This project aimed to investigate how well models trained on synthetic data performed when classifying real IoT attack data. Before running any of the notebooks, you first need to get the data.
Make sure all the csv files are in /csvfiles for the loading and training to work. The CSV Files are located here: https://www.unb.ca/cic/datasets/iotdataset-2023.html. After you download the ZIP file, make sure to place the CSVS in /csvfiles.
Your directory should then look something like
Each directory in this project serves a different purpose and we made it as modular as possible (and each section has it's own README as well). A high level overview of each directory is below:
- data_breakdown contains two notebooks used to describe the features and label in our dataset.
- generator_custom contains a notebook used to train our CTGAN synthetic model. It trains, and saves the model and also has an example on how to load it. To load the CTGAN model you need to download it from here: https://drive.google.com/file/d/18093QX17Io-i9c6IOI7lgnaXF-aasJel/view?usp=drive_link since it was too large to upload to Github. There are also python files you can run instead of a notebook, each with a different set of size parameters depending on how much real data you wanted to sample.

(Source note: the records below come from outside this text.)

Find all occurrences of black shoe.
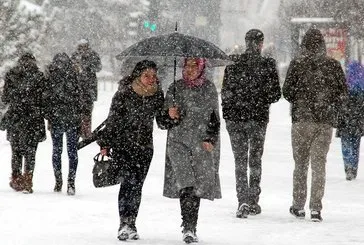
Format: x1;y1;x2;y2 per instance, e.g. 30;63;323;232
118;223;139;241
67;183;76;196
249;204;262;215
289;207;306;219
236;203;249;219
311;210;322;222
182;229;198;243
53;181;63;192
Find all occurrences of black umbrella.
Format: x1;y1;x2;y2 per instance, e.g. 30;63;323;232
116;29;232;100
116;32;231;67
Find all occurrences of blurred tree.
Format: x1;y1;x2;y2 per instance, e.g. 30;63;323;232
0;0;47;76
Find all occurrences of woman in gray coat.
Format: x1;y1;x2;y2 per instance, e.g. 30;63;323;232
163;58;221;243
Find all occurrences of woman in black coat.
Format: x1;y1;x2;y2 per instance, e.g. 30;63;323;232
44;53;82;195
98;60;164;240
2;53;46;193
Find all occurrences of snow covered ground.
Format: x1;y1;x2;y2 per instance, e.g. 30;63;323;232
0;87;364;245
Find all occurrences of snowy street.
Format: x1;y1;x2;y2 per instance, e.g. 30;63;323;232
0;87;364;245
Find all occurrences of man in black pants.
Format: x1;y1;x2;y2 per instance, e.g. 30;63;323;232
221;29;281;218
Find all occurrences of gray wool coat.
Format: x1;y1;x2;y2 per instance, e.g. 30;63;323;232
163;80;221;200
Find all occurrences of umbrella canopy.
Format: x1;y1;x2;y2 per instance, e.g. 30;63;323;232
116;32;232;67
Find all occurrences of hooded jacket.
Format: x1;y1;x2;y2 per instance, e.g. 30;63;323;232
283;29;348;127
221;50;281;122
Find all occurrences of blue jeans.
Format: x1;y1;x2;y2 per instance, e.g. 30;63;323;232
51;125;78;183
341;134;361;169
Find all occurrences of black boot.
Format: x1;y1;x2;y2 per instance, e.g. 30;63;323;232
118;217;139;241
180;188;200;243
53;171;63;192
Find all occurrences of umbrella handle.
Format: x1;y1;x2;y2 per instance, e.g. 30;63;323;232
173;57;177;106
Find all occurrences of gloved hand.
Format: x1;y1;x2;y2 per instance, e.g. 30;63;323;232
100;146;110;156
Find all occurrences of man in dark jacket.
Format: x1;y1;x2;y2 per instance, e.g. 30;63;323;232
283;29;348;222
71;39;101;138
221;29;281;218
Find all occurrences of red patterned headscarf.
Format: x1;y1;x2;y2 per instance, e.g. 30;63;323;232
182;58;206;88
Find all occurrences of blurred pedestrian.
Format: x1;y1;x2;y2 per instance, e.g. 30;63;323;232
221;29;281;218
283;28;348;222
163;58;221;243
98;60;164;241
2;52;46;193
71;39;102;138
336;61;364;181
44;53;82;195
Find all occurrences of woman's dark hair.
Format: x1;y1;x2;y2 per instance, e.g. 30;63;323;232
130;60;158;80
119;60;158;90
301;28;326;55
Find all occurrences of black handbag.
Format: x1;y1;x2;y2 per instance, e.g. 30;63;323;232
92;153;121;188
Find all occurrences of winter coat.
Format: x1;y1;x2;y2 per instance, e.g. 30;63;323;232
163;80;221;200
71;49;102;110
44;54;82;130
2;65;46;147
98;77;164;151
283;55;347;127
221;50;281;122
336;62;364;137
282;29;348;127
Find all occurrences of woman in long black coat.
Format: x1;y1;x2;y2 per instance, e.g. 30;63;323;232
2;53;46;193
44;53;82;195
98;60;164;240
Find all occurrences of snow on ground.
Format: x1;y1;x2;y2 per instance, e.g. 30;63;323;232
0;87;364;245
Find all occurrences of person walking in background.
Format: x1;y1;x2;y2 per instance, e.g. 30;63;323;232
336;61;364;180
71;39;102;139
283;28;348;222
44;53;82;195
163;58;221;243
1;53;46;193
98;60;164;241
221;29;281;218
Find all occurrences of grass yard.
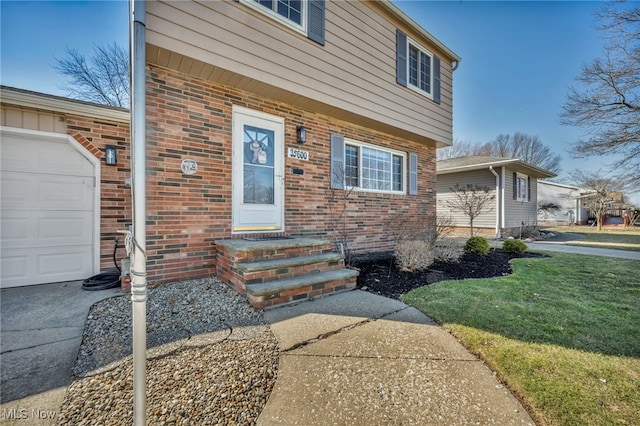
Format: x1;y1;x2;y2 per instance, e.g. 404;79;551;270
544;226;640;251
404;253;640;425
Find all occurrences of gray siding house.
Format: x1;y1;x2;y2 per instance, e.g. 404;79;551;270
436;156;555;237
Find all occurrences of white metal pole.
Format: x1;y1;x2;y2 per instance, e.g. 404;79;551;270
129;0;147;426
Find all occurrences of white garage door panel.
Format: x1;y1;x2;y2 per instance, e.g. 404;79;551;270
0;246;93;288
0;127;99;287
2;211;93;249
2;134;94;176
2;171;94;211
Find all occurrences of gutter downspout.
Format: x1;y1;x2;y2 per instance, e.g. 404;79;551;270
129;0;147;426
489;166;501;238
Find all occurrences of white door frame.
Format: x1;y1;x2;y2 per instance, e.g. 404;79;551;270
231;105;284;234
0;126;101;286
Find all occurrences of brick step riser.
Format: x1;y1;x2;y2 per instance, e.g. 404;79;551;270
244;261;344;285
218;244;333;264
246;277;357;309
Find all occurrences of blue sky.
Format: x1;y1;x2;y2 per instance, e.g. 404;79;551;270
0;0;640;204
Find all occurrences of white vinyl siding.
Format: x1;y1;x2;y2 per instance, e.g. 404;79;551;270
504;169;538;228
436;169;499;229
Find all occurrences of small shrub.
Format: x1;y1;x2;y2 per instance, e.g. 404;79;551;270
464;237;491;254
394;240;433;272
434;238;464;262
502;239;528;253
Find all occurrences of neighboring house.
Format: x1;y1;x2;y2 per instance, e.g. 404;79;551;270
0;87;131;288
1;0;460;305
538;180;589;225
436;157;555;237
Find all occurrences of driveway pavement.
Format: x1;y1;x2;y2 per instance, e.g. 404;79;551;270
527;232;640;260
0;236;640;425
0;281;122;425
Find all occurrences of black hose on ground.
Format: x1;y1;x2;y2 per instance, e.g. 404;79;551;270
82;237;120;291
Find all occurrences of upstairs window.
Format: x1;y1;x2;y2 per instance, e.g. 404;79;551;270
513;173;531;201
409;43;432;95
244;0;325;46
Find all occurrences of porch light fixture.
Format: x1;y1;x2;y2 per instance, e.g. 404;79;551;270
296;126;307;143
104;145;118;166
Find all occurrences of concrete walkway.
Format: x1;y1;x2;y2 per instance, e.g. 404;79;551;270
258;290;534;426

- hpc_batch_scripts has all of the scripts used to run the models on the High Performance Computing Cluster. More info can be found here: https://hpc.ncsu.edu/Hazel/
- neuralnetwork contains notebooks and python files pertaining to the training of our neural network. We have a simple neural architecture, and a complex one that you can run and train. There are also two trained models there (one on synthetic data and one on real data) that accurately classify the 7 class problem.
- regression contains notebooks to train a logistic regression classifier on the dataset.
- synthetic_data contains a notebook and python files related to training a Gaussian Copula model for generating synthetic data along with the synthesizer in /synthetic_data/synthesizer_pickles/
- util has utilities that each of the models use to load, and scale our data. It handles the 2/7/34 class transformation and takes an argument to serve different sample sizes. The notebooks and python files throughout our repo show different usage examples.
- yaml has the necessary dependencies in yaml format for the HPC cluster (and can be used locally if using anaconda).
- model_serving has a compose file with our model in the saved model format so you can run inference using the neural network.